À Arras, Emmanuel Macron a dû marcher 500 mètres sous la pluie. Un exploit physique salué par personne, mais suffisant pour déclencher la seule précipitation vraiment efficace du quinquennat : la chute d’un préfet. Récit d’une averse qui a fait plus de dégâts administratifs qu’une tempête.
500 mètres et un coup de tonnerre
Tout commence par une visite présidentielle dans le Pas-de-Calais, un coin de France où les parapluies ne sont pas d’option, mais de nécessité. Ce jour-là, Jupiter descend de l’Olympe pour aller converser avec quelques électeurs potentiels et montrer que la République sait encore marcher parmi le peuple. Sauf que, surprise : des agriculteurs en colère viennent bloquer l’itinéraire, des tracteurs roulent au pas, et le cortège présidentiel se retrouve coincé comme un scooter entre deux bus. Les agents du GSPR improvisent, hésitent, recalculent. Résultat : le Président, tel un simple mortel, sort de sa berline et parcourt 500 mètres à pied, sous une pluie drue. Une scène surréaliste : des caméras, de la boue, des parapluies trop lents, et un chef de l’État visiblement contrarié d’expérimenter ce que vivent chaque jour les habitants de Dunkerque. Selon plusieurs sources, cette petite promenade aquatique aurait fait vibrer l’Élysée sur la fréquence « danger maximal ». À Paris, on a froncé les sourcils comme si le Président venait d’être parachuté au milieu d’un champ de mines, alors qu’il n’y avait que des flaques et trois tracteurs. Mais dans la haute administration, la dramaturgie est un sport national.

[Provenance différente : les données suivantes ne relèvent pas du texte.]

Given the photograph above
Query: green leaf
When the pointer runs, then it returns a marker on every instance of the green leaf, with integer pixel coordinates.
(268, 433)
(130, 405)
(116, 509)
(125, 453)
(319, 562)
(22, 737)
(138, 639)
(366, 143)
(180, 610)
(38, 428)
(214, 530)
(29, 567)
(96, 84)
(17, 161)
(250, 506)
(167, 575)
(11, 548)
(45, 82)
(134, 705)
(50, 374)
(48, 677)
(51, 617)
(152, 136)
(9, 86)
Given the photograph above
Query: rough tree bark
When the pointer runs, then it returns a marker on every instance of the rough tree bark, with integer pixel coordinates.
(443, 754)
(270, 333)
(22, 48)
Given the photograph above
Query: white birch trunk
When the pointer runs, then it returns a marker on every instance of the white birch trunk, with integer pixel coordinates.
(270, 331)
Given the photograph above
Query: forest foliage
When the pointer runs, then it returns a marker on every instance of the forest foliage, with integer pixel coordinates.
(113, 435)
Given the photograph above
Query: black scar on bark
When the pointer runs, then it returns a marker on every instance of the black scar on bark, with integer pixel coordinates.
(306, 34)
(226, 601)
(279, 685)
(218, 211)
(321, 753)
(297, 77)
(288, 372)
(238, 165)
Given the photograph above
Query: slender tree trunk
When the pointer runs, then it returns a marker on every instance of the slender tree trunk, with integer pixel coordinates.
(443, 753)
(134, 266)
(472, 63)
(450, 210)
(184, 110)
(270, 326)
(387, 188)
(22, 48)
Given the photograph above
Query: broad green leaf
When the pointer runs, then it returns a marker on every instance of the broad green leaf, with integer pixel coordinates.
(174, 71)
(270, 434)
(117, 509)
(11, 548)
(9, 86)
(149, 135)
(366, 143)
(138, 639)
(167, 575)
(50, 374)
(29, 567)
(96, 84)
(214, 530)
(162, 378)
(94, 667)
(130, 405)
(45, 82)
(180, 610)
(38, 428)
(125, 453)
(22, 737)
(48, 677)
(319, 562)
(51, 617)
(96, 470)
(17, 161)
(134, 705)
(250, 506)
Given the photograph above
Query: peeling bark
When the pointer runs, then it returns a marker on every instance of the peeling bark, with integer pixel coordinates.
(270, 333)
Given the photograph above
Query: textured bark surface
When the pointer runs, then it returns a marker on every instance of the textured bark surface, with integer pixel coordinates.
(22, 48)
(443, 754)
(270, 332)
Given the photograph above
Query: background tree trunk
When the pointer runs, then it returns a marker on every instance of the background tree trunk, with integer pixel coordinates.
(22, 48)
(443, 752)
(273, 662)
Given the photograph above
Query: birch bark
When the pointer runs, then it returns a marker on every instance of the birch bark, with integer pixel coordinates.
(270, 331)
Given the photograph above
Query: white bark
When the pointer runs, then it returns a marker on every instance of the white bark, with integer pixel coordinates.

Le préfet Touvet, faute de météo
Vient alors le moment préféré des palais ministériels : trouver un responsable. Comme la pluie n’est pas nommable et que les agriculteurs votent, c’est vers le préfet Laurent Touvet que l’index pointé s’oriente. Ce dernier, en poste depuis quelques mois à peine, aurait commis l’impardonnable : laisser le Président au contact de l’eau. On imagine la scène au ministère de l’Intérieur :
— « Qui a validé l’itinéraire ? »
— « Lui. »
— « Qui a omis de neutraliser les nuages du secteur ? »
— « Lui aussi. »
— « Bon bah… on sait ce qu’il reste à faire. »
Le Conseil des ministres tranche : Touvet est relevé de ses fonctions sans préavis, essoré plus vite qu’un ciré de marin. On lui offre toutefois une porte de sortie élégante, comme toujours dans la haute fonction publique : il devient directeur général des étrangers en France, parachute doré dans un ciel qui, pour lui, restera nuageux encore quelques temps. Dans les couloirs, l’affaire amuse autant qu’elle inquiète : « Avant, on risquait sa carrière pour une bavure policière ; aujourd’hui, pour une averse ! » souffle un fonctionnaire ironique. Satire mise à part, le message envoyé aux préfets de France est limpide : surveiller la météo devient un acte de loyauté républicaine.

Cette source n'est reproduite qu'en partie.